Sarah Morrison is an early career planetary scientist at Penn State University, but moving to Missouri State University for a teaching position. She looks to NExSS as an invaluable network to meet collaborators and keep on the cutting edge of her field.
Sarah Morrison is an early career planetary scientist at Penn State University, but moving to Missouri State University for a teaching position. She looks to NExSS as an invaluable network to meet collaborators and keep on the cutting edge of her field.Image credit: Many Worlds.

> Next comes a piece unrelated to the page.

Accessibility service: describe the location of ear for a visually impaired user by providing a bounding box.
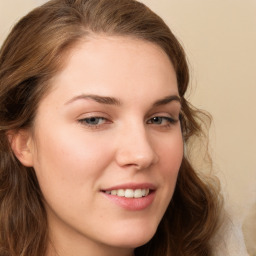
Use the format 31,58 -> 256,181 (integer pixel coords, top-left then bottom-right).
7,130 -> 33,167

For Morrison, NExSS is an avenue for keeping her research vibrant.

“I’m going to a smaller institution, with not so many people doing exoplanets,” she told me. “For me to remain active in the field and work, and to have the collaborators I need to open possibilities for students working with me, this type of network can be very important – on the research side and education side.”

She said that it isn’t always easy to find scientists whose work overlaps with hers, but that at the NExSS meeting it was easy.

“I can definitely see projects down the line as a result of conversations I had with those folks,” she said. “And developing collaborations now is very important to me.”

As described by Voytek and other NExSS leaders, another major focus of the group has been to encourage NASA headquarters to embrace some of the interdisciplinary approach they practice and are convinced is necessary.

This is part of a much longer effort by Voytek and other to include the search for life beyond Earth in the missions large and small that NASA develops. There was certainly resistance at times, but the agency has, in the past decade, made that search an increasingly central NASA goal.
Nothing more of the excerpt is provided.